I swallow.  There’s a bitter taste in the back of my throat that won’t disappear.  “I’m not going to pretend like anyone’s twisting my arm.  It’s my choice to be here, Bree.”

“Fair enough.  But I’ll only forgive your worst assumptions about me if you quit using that wretched nickname.  It reminds me of childhood.”

A small, rueful grin creeps across my face.  “Not a chance.  Habits die hard, or in my case, never.  It’s my chief flaw.”

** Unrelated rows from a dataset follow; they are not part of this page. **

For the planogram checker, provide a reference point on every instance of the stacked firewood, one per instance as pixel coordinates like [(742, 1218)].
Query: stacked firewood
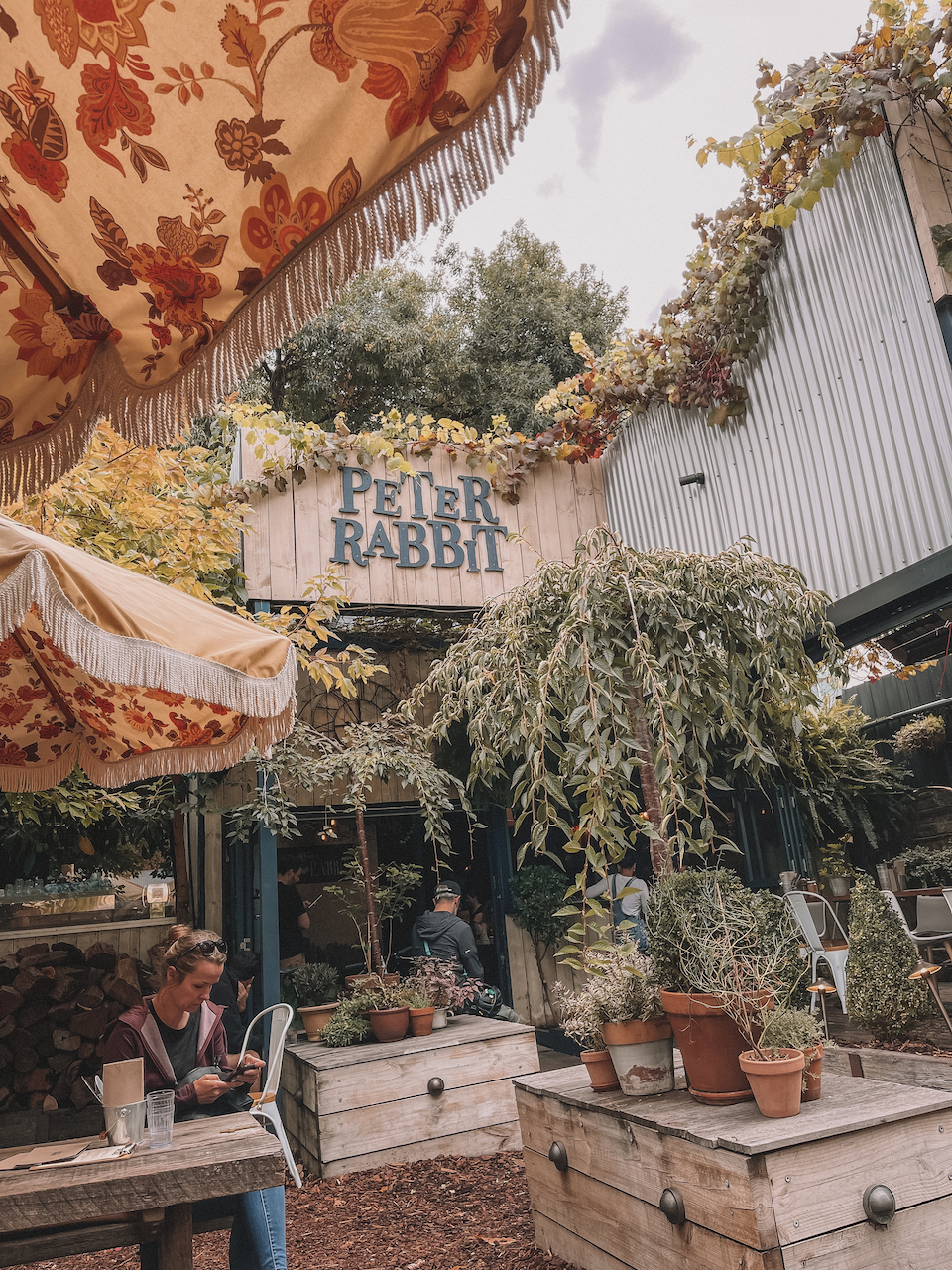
[(56, 1003)]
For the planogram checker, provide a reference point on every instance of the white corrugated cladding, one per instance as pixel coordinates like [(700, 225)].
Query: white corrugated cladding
[(843, 463)]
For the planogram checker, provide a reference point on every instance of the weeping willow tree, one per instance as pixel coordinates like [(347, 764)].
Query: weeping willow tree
[(631, 688)]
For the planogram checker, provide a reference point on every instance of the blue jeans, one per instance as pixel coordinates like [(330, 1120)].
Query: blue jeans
[(258, 1229)]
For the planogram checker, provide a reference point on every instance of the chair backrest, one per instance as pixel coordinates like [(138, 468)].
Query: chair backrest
[(802, 903), (897, 910), (933, 915), (281, 1023)]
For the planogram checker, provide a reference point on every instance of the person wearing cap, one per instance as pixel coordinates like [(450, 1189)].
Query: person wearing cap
[(444, 935)]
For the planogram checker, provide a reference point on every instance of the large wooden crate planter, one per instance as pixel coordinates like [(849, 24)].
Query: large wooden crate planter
[(370, 1105), (757, 1194)]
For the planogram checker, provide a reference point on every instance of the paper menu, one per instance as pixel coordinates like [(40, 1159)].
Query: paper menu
[(122, 1082)]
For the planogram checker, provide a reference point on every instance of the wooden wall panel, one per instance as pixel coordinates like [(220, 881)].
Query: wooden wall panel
[(293, 535)]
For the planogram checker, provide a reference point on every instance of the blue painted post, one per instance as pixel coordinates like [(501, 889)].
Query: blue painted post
[(500, 869)]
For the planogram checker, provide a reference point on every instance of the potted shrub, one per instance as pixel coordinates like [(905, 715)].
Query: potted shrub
[(835, 869), (720, 952), (581, 1020), (635, 1028), (796, 1029), (312, 991)]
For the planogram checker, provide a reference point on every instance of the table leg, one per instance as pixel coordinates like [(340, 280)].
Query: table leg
[(176, 1238)]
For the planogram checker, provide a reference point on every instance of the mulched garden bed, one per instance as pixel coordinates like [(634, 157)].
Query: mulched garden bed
[(453, 1213)]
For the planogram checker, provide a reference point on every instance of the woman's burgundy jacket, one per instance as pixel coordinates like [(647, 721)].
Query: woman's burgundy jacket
[(136, 1035)]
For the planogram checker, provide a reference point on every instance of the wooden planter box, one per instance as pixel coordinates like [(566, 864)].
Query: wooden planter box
[(368, 1105), (758, 1194)]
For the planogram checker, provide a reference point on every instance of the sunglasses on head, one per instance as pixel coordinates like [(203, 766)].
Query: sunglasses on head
[(204, 948)]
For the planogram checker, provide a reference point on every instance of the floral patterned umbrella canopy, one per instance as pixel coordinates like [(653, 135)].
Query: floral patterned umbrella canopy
[(184, 185), (127, 677)]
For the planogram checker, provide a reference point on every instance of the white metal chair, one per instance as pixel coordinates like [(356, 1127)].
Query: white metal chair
[(266, 1102), (927, 933), (834, 952)]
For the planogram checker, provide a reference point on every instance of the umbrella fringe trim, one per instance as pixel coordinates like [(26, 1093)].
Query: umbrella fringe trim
[(258, 733), (436, 183), (137, 662)]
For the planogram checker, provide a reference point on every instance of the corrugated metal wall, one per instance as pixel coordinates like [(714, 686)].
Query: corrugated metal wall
[(843, 465)]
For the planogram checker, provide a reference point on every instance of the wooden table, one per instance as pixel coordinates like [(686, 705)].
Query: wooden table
[(155, 1189), (758, 1194), (367, 1105)]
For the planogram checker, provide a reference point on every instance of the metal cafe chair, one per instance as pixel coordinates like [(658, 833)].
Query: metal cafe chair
[(925, 916), (834, 952), (266, 1107)]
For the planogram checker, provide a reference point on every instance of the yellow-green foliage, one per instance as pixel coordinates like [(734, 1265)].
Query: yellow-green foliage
[(880, 994)]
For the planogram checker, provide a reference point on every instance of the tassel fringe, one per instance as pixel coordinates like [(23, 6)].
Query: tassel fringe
[(435, 185), (143, 663)]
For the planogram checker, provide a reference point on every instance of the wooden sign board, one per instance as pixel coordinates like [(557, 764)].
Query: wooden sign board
[(436, 540)]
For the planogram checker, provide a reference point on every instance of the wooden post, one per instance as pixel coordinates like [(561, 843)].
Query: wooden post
[(372, 929)]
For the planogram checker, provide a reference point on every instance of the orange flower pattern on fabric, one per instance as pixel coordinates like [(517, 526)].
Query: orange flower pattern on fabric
[(118, 720), (289, 113), (281, 222)]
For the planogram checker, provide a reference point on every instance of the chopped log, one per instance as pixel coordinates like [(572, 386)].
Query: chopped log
[(31, 1014), (26, 1060), (33, 1082), (61, 1015), (123, 984), (89, 998), (66, 1040), (10, 1001), (90, 1024), (102, 956), (35, 983), (80, 1095), (73, 953)]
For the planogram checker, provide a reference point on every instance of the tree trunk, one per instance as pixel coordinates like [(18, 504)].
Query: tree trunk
[(651, 792), (368, 888)]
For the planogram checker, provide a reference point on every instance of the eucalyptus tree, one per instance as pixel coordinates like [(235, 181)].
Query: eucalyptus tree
[(633, 686), (347, 769)]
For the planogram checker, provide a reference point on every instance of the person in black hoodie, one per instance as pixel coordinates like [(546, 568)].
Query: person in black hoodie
[(444, 935)]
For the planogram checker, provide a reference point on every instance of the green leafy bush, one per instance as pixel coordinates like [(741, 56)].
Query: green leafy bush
[(880, 996)]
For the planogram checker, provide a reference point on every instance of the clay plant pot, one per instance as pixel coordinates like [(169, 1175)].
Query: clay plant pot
[(390, 1024), (814, 1072), (421, 1021), (602, 1074), (775, 1080), (710, 1043), (315, 1017), (643, 1055)]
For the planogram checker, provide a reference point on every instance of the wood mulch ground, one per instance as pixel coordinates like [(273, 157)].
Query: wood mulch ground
[(452, 1213)]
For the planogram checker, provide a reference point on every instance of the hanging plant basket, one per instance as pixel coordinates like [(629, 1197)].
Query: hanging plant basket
[(925, 733)]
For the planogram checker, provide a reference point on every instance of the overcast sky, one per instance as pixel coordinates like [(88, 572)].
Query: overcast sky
[(604, 169)]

“Oh, Ren.  We’re all flawed.”  Brigitte rises from the table, heads toward the door and then spins suddenly, dropping a graceful curtsy. “Terribly, savagely flawed.”

CHAPTER NINETEEN

Five Years Ago: The End

 

Mina Savage is dead.

A week ago Ren stood right beside Oscar as they learned the news together.  Her father was the one to say the words. August had summoned her to the house along with Oscar and for a defiant moment Ren was sure it was because August planned on confronting them about being together.

She was ready.

With Oscar next to her she could be brave enough to face the censure of her parents, even if it meant she lost them.  She didn’t care a bit how it would look to the world, or that they were only seventeen or that her family would have hysterics.  No one would take Oscar away from her.

But when they reached the paneled study where her father spent most of his days he sat there alone, looking far older than he had just that morning when she’d caught a fleeting glimpse of him.   Then, in a halting, sorrowful voice he told them what he’d learned an hour earlier over the phone.

“Her heart was weak.  So many years¸ so many pills.  I don’t have the whole story but she’d apparently been stealing another patient’s meds and she took them all at once.  It was a full cardiac arrest.  Very quick.  There will be no funeral.  She’d arranged to be cremated immediately upon death. Oscar, you hear what I’m telling you?  Do you hear me?”

“Yes. I hear you, sir.”

Oscar hadn’t cried at all until much later.  And then he cried only to her.

Life stayed quiet for a few days.  The girls were unusually somber, Spencer kept on being Spencer, August closed himself in his study and even Monty stopped hassling Oscar, giving him space to mourn.

Ren spent every moment with Oscar, even climbing through his window to lie in his arms for a few hours while the rest of Atlantis slept.   She worried about the watchful glare of her mother.  Sometimes it seemed Lita was everywhere – haunting the front porch of the big house, lingering by the staircase of the brothel.  Always with the same impassive mask and never saying a word.  The fact that her mother had stopped speaking to her was no great loss to Ren, but she’d spent seventeen years learning to mistrust the woman.  The flat, dead-eyed look in her mother’s eyes chilled her more than she could admit.